The key questions to ask include:
- Do they have a lot of requests for refunds?
- Do they have complaints being filed against them by governments?
- Do they have lawsuits being filed against the merchant?
- Do they see the merchant engaging in activities?
- Are they load balancing?
- Are they delaying chargebacks?
- Are they spreading sales over multiple accounts, in an attempt to obfuscate the fraud that they're trying to commit?
- Do they use a lot of shell companies?
- Do they have a history of settlement actions or enforcement actions with the regulators?
- Are they missing or do they have incomplete or inconsistent info on a regular basis?
Then, it is a case of being careful not to onboard – or continue to keep on board – any merchants who engage in that type of behaviour. In short, if you understand what the red flags are that regulators are looking for, you can keep yourself ahead of the regulations curve.
“At NMI, our focus is very much on helping to automate as many of these initial early warning indicators as possible. We want to help your risk analysts focus on the items that really require their true expertise and attention, after it has been initially flagged,” Cumming outlines.

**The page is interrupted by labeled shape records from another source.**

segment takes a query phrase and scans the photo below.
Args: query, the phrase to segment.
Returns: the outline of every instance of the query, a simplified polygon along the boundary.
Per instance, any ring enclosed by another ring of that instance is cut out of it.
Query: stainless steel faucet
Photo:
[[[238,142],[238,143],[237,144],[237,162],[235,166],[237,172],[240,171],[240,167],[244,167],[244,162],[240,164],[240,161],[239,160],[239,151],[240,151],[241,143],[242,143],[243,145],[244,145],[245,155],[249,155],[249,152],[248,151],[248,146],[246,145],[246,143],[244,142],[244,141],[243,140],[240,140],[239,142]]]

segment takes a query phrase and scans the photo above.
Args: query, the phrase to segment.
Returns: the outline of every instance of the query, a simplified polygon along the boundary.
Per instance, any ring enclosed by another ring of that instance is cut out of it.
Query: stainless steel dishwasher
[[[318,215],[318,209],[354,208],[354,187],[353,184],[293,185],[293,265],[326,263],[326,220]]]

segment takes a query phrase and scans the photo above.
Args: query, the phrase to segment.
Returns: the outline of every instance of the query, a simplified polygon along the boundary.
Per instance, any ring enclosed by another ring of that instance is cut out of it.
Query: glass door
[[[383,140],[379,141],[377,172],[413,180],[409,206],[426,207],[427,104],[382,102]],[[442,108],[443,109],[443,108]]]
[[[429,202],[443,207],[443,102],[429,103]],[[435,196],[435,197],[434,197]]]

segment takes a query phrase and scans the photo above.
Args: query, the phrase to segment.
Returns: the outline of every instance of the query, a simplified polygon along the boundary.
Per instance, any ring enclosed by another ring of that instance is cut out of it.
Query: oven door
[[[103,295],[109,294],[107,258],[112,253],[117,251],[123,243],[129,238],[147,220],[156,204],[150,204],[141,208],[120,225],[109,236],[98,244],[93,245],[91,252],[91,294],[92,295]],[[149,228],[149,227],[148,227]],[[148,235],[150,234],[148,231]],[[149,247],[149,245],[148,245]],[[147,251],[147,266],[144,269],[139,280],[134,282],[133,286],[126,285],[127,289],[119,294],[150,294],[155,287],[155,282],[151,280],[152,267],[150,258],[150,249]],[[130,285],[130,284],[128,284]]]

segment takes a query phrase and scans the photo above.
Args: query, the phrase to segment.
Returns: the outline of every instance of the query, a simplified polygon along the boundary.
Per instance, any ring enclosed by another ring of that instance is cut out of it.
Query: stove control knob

“The enhanced due diligence process is manual and labour-intensive – there's no way around that. Our mission and our goal is to help automate the easier parts of that, to help your team and your experts focus where their attention is needed. Staying on top of both what the regulatory bodies and what the fraudsters are doing is a full-time job. So, I highly recommend (in addition to documenting your policy) going through those underwriting guidelines, to make sure you have something in place that will help you carry that load.”
Undoubtedly, it’s a complicated, multi-faceted and ever-shifting situation. But, by implementing these measures and remaining diligent, payment providers can successfully keep one step ahead of both regulations and fraudsters alike.
Check that you have an understood risk guidelines that cover not just your risk underwriting and initial merchant onboarding decisions, but goes all the way through to your risk and fraud monitoring teams. It's critical that everyone is working in lockstep, understands what your policies are, and is able to pivot.
“Iif you have trouble doing that, or any part of that, seek help from experts such as NMI,” Talbott adds.
“ETA also has its guidelines available for support. Seek all the resources that you can to get yourself comfortable, because the money you spend upfront – and the peace of mind that you will gain from that – are far better than the fines, penalties, and risks that you face down the road.”